I have the worst farts today, I'm walking by the cubicles of people I don't like and leaving them surprises. Brb.
I'm pretty sure the new "vibrating mascara" is just a disguised dildo for those of us who are too ashamed to purchase a real one.
Well, at least their eye lashes will look good while they masturbate shamefully.
We need to start having sex underwater more often.
i thought i was the drunkest one there til some girl puked in the tip jar.
Dude my triple a card is good for bail. This is like a real live get out of jail free card
Level of drunkenness: just now when I sat down on the toilet, I had to double check to make sure I wasn't sitting on somebody's lap.

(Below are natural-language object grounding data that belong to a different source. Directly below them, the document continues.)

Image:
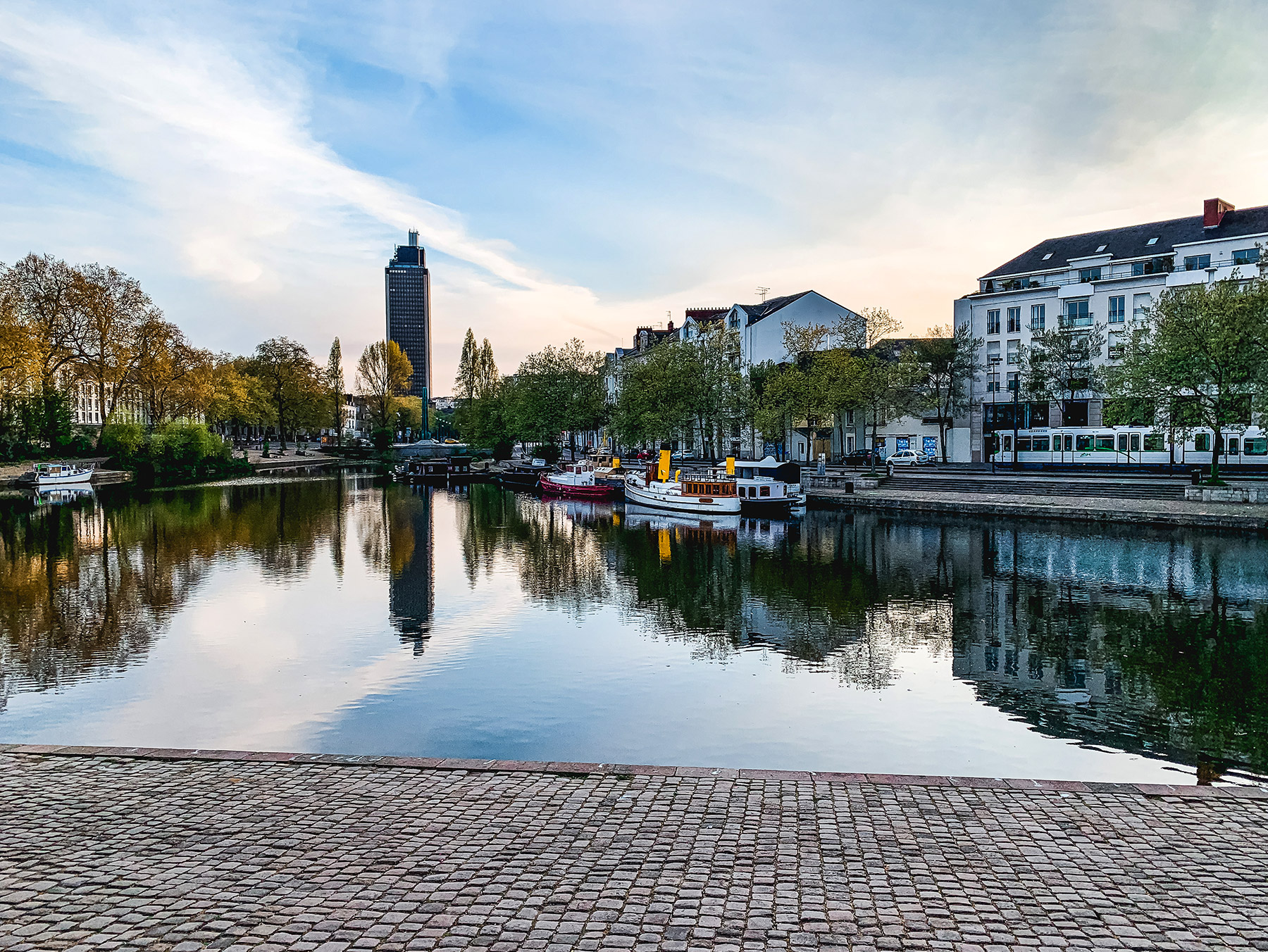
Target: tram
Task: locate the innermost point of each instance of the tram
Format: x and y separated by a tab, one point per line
1128	448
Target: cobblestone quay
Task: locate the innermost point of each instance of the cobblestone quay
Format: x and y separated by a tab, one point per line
163	851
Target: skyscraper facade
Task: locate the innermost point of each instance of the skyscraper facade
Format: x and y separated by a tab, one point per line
407	288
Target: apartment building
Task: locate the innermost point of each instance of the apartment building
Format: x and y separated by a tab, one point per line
1103	279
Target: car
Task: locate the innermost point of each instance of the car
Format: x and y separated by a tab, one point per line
908	458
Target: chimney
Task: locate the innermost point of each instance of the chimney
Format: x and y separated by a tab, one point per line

I started making breakfast to subdue the hangover and last of the shrooms and only got as far as eating a half frozen pierogi out of a dixie cup.
He's like a perfect storm of amazing hair and horrible judgment.
About to trim my pubes so if you decide to walk in, viewer discretion is advised.
I knew it would be a shit show so I just went ahead and took plan b before I even got there. How's that for responsible?
I wanted to make fun of someone saying that to an untrained ear, skrillex is blah blah blah. But it was too soon after they said it. And now I can't find it. These are real problems.
Elliott peed on my floor and slept in it lol that's a one line description.
THE AUSTRALIAN IS SINGLE AS FUCK.
The bar brought brought it upon themselves, they played billy joels piano man before closing, it's not our fault the bar isn't a bar anymore, right?
I promise I won't bug you anymore, I just need the following things at your convenience but preferably soon: my earrings, cup, and panties. Thanks. Good talk.